Based on the data exploration/visualization I conducted in a previous document, the following metrics were determined to be potentially good features to be used for examining individual differences:
In a separate document, I modeled eccentricity using different non-linear functions. Here, I will use (a subset of) the features mentioned above to examine individual differences using this dataset.
Given how much data there was for this VR project, our team decided to focus on examining individual differences in head movement.
Though there has not been a lot of work done in this area, one thing that has been brought up in the literature was the fact that individuals may be categorized into “movers” vs “non-movers” based on their head movement data. As such, I was tasked with testing this particular hypothesis by taking a machine learning approach.
Based on the features that were derived, we focused specifically on the following features:
Head movement amplitude was not considered as the measure was derived based on eye movement fixations and thus might be somewhat arbitrary. Head movement direction and angle were also not considered for similar reasons.
Though the x/y coordinates of individual head movements are generally somewhat tied to fixations, they exist within an overall region and as such, metrics that capture overall head movement patterns may suffer less from the issue mentioned above. Likewise, the head rotation data sampled in the experiment provide a rough range of the degree to which individuals rotate their head.
Note: For eccentricity, I used the coefficients by fitting the data using an asymptotic regression function, as it fit the data the best overall.

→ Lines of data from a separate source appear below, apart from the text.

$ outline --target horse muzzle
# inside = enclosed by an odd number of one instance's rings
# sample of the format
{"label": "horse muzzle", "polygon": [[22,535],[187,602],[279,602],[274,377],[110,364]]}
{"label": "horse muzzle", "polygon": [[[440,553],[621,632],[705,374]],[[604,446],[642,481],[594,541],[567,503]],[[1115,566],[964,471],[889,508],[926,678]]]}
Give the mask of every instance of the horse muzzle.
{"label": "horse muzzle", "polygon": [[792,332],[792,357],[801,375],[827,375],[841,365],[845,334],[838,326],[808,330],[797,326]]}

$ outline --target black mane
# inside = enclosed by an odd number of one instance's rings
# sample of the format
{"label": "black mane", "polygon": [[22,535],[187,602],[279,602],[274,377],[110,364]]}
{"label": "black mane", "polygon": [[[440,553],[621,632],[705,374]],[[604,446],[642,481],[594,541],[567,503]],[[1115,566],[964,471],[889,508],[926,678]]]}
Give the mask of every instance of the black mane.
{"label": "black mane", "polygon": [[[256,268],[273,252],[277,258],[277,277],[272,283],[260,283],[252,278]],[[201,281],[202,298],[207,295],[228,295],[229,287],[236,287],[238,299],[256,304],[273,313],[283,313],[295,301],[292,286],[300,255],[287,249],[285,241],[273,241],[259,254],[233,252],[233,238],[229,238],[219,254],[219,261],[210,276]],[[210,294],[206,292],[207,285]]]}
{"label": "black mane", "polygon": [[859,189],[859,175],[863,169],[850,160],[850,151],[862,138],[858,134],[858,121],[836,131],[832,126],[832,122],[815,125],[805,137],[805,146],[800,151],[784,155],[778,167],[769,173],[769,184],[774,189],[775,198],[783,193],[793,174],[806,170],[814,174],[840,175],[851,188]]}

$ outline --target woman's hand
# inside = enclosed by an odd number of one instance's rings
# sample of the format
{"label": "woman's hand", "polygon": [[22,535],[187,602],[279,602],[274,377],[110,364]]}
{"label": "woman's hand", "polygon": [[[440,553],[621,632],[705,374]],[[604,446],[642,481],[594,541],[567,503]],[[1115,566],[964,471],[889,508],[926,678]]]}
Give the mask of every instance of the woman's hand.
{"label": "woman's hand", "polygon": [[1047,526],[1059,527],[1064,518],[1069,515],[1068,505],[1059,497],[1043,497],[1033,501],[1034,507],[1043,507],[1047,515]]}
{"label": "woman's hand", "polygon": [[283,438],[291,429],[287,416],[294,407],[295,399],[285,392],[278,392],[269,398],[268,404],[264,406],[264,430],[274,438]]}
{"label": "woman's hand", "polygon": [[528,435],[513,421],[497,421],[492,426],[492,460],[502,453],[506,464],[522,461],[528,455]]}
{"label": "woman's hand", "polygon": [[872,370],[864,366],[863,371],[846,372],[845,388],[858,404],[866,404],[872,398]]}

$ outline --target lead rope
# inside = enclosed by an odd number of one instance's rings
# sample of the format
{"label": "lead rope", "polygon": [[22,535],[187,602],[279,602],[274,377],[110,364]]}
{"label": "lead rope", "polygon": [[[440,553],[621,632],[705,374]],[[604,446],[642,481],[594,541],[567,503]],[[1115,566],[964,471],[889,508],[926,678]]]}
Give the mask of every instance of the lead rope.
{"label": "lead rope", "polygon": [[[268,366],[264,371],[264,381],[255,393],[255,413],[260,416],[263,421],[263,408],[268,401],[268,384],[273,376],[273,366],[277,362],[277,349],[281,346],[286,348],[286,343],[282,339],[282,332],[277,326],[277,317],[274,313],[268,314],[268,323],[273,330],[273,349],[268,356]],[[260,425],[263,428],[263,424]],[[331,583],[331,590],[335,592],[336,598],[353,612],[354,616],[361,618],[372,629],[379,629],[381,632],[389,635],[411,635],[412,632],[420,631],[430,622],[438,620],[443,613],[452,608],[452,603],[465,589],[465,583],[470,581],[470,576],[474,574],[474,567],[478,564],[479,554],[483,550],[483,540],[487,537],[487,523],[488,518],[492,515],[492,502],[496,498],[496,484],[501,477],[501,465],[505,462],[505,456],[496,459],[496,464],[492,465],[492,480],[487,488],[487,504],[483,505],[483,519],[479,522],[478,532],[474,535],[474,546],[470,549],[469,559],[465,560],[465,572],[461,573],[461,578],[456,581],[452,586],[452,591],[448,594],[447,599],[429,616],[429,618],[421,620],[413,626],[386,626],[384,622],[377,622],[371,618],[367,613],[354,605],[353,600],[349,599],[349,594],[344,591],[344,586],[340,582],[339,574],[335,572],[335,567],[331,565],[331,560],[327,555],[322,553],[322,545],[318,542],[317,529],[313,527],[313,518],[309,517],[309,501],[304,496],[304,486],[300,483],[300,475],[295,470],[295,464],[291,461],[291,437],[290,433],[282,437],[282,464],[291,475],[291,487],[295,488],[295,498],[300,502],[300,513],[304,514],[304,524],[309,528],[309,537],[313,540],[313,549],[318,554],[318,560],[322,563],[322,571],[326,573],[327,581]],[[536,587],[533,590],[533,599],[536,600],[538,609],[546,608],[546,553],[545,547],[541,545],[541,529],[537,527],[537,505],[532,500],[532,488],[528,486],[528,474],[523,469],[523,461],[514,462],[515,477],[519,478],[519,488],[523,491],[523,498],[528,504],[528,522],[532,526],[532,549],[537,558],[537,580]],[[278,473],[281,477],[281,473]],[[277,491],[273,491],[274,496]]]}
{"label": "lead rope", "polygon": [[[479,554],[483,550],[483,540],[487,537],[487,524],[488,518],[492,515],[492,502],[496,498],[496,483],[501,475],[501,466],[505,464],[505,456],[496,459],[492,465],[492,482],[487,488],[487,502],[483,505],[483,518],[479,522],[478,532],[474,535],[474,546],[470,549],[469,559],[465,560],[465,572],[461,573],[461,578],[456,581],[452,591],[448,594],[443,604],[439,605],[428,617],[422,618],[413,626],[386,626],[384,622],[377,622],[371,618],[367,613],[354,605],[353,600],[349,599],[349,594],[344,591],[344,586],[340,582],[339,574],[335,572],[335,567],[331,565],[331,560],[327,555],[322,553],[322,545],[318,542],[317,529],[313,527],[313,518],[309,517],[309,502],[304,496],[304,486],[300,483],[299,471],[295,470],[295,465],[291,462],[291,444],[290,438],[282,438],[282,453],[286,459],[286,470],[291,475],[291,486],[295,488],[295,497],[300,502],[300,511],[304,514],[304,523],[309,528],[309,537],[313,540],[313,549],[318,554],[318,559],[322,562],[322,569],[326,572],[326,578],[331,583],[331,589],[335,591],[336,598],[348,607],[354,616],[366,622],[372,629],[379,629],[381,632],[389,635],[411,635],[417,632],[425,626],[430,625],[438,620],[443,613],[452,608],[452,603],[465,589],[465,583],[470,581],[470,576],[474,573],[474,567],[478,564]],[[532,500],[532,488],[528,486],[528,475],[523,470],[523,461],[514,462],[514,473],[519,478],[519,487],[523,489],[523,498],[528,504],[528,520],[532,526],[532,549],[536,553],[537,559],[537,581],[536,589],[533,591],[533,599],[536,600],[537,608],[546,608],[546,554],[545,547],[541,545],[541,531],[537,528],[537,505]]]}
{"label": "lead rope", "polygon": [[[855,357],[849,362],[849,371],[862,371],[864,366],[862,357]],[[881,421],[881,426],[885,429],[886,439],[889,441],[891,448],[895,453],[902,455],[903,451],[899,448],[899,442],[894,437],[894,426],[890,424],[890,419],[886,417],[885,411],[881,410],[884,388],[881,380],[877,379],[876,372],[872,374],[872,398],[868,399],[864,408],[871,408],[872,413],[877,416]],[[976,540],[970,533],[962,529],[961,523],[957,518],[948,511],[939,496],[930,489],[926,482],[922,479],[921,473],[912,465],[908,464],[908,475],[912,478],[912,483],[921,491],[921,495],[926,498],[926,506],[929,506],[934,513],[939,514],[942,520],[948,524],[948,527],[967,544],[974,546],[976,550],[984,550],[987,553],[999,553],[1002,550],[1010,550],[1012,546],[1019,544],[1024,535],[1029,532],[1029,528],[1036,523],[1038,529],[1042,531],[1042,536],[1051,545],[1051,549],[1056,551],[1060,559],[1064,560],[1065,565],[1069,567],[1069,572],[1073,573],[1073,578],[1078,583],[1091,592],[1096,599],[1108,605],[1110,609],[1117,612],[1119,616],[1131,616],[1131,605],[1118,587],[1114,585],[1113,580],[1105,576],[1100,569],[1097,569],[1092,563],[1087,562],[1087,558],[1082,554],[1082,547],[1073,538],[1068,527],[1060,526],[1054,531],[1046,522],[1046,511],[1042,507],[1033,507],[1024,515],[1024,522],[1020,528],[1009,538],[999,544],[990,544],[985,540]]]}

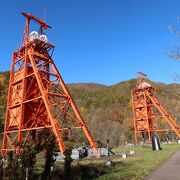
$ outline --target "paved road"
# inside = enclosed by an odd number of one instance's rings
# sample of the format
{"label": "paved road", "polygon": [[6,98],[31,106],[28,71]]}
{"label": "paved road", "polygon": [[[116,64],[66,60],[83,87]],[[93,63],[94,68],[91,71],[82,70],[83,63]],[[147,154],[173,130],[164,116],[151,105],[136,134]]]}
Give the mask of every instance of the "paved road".
{"label": "paved road", "polygon": [[145,180],[180,180],[180,150],[148,175]]}

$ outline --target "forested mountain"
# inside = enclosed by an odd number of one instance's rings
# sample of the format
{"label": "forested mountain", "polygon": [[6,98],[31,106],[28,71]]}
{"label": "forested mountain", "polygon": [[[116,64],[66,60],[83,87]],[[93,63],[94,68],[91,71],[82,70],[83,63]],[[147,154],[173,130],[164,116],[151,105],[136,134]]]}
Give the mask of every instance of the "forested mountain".
{"label": "forested mountain", "polygon": [[[1,131],[5,119],[8,82],[9,72],[1,72]],[[160,102],[180,124],[180,84],[150,83],[155,87],[155,93]],[[94,138],[101,142],[110,139],[113,145],[122,144],[125,140],[134,141],[131,89],[135,88],[135,86],[135,79],[112,86],[94,83],[68,84],[78,109],[87,122]]]}

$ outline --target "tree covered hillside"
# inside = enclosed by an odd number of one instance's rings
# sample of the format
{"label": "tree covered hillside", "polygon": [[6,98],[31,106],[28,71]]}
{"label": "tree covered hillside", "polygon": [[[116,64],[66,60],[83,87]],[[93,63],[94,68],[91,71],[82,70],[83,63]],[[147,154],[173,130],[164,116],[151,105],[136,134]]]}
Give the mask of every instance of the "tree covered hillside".
{"label": "tree covered hillside", "polygon": [[[0,73],[1,132],[5,120],[9,72]],[[150,82],[163,106],[180,124],[180,84]],[[136,80],[120,82],[113,86],[94,83],[68,84],[68,88],[96,141],[110,139],[112,145],[134,141],[131,89]]]}

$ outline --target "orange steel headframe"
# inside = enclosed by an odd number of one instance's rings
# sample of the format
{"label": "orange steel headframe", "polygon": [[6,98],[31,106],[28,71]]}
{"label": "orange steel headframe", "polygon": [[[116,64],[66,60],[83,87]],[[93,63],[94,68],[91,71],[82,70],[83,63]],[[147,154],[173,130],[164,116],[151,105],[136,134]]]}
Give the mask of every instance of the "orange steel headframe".
{"label": "orange steel headframe", "polygon": [[[23,40],[13,53],[2,153],[20,152],[37,131],[51,129],[64,154],[65,131],[82,129],[92,148],[97,150],[72,96],[55,66],[54,46],[40,39],[50,25],[41,19],[22,13],[26,18]],[[39,32],[30,36],[30,22],[39,25]],[[37,36],[38,35],[38,36]]]}
{"label": "orange steel headframe", "polygon": [[[145,74],[138,72],[136,89],[131,91],[132,109],[135,131],[135,143],[145,140],[147,135],[148,142],[151,143],[151,133],[172,130],[180,138],[180,128],[175,123],[170,114],[161,105],[154,95],[154,88],[146,82]],[[165,120],[168,127],[160,127],[160,121]],[[140,135],[142,135],[140,137]]]}

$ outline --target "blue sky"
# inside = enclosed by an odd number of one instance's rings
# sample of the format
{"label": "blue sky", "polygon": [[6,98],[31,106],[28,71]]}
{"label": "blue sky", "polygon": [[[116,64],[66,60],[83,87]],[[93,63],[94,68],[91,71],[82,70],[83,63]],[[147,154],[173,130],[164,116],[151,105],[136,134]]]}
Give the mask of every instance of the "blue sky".
{"label": "blue sky", "polygon": [[[112,85],[142,71],[156,82],[174,83],[180,62],[167,57],[178,35],[178,0],[0,0],[0,71],[9,70],[29,12],[52,25],[49,42],[67,83]],[[179,22],[180,27],[180,22]],[[179,82],[176,82],[179,83]]]}

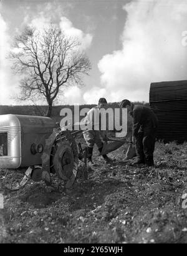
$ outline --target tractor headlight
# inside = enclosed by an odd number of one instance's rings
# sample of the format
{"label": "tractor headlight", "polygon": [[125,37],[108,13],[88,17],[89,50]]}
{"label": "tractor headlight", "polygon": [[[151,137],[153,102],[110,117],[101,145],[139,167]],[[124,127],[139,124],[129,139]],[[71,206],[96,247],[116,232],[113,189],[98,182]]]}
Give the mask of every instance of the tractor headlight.
{"label": "tractor headlight", "polygon": [[43,151],[43,145],[39,144],[37,146],[37,151],[38,153],[42,153]]}

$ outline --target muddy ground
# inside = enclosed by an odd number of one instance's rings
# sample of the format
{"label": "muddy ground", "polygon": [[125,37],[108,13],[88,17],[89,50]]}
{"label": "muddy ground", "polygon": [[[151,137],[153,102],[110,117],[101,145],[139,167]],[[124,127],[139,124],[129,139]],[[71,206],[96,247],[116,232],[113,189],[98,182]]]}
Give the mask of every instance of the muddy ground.
{"label": "muddy ground", "polygon": [[187,143],[156,143],[154,168],[124,161],[126,148],[107,165],[95,149],[97,166],[68,190],[31,182],[1,190],[1,243],[186,243]]}

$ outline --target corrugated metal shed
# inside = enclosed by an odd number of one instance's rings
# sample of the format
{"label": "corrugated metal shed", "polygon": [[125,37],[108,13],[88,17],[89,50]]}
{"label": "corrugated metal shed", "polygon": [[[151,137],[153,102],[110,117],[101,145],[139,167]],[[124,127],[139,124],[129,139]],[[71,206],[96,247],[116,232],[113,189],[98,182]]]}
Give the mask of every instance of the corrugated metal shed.
{"label": "corrugated metal shed", "polygon": [[158,139],[187,141],[187,80],[151,83],[150,105],[159,121]]}

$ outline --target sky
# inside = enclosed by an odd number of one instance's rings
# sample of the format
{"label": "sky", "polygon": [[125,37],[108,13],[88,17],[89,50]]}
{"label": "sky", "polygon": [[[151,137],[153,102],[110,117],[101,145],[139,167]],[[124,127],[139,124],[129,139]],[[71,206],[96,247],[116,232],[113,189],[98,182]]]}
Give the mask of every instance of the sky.
{"label": "sky", "polygon": [[1,0],[0,105],[20,105],[19,76],[7,58],[15,35],[50,23],[77,37],[92,64],[85,86],[68,88],[55,104],[148,102],[151,83],[187,79],[186,0]]}

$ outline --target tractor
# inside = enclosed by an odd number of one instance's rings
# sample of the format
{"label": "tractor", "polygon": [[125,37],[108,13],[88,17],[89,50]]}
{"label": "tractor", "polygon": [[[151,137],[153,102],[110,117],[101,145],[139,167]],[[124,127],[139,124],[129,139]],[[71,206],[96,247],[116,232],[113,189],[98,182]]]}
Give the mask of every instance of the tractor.
{"label": "tractor", "polygon": [[[75,141],[82,131],[63,130],[49,117],[0,115],[0,188],[15,191],[30,179],[49,185],[55,175],[69,188],[79,170],[80,176],[87,179],[87,147],[82,148]],[[102,155],[128,142],[126,139],[111,141],[104,144]],[[81,162],[83,168],[78,168]]]}
{"label": "tractor", "polygon": [[86,147],[82,149],[75,140],[80,132],[62,131],[48,117],[0,115],[0,186],[17,190],[30,179],[49,185],[56,174],[68,188],[75,180],[80,160],[87,178]]}

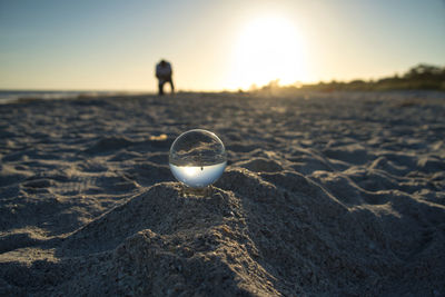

For this project, I focused on using model-based clustering for examining individual differences in head movements. The advantage of using this type of clustering method is that it uses Bayesian Information Criteria (BIC) to determine the optimal number of clusters/groups, based on available data. This differs from other clustering techniques (e.g., hierarchical clustering), which tend to be more “heuristics”-based in that there are no “hard numeric values” for determining the optimal number of clusters.
Load libraries:
library(mclust)
library(plyr)
library(ggplot2)
library(ggalluvial)
library(wesanderson)
library(dplyr)
library(corrgram)
library(openxlsx)
library(clValid)Load data:
#----------------------- load data ------------------
df<-read.csv("VR_Basic Scene Viewing_Summary Per Trial_Updated 11Nov2020.csv")
sacc.coef<-read.xlsx("Eccentricity Parameters from Non-Linear Models.xlsx", sheet = 1)
head.coef<-read.xlsx("Eccentricity Parameters from Non-Linear Models.xlsx", sheet = 2)
# --------------------------- vector variables for graphing ------------------------------
# colour palette for subject-level analysis
palette<-c(wes_palettes$Darjeeling1, wes_palettes$GrandBudapest1, wes_palettes$GrandBudapest2, wes_palettes$Moonrise3, wes_palettes$Moonrise2)Below are the features (and associated parameters) and how well they correlate with one another.
sum.head<- ddply(df, .(subject), summarise,
# head rotation
rot.avg=mean(head_rot_avg, na.rm=T),
rot.sd=sd(head_rot_avg, na.rm=T),
# SDE
# area
area.mean=mean(head.area, na.rm=T),
area.sd=sd(head.area, na.rm=T),
# theta
theta.mean=mean(head.theta, na.rm=T),
theta.sd=sd(head.theta, na.rm=T)
)
# merge the eccentricity parameters with it
head.sum<-merge(sum.head, head.coef[c("subject", "asym.max", "asym.int", "asym.lograte")], by="subject")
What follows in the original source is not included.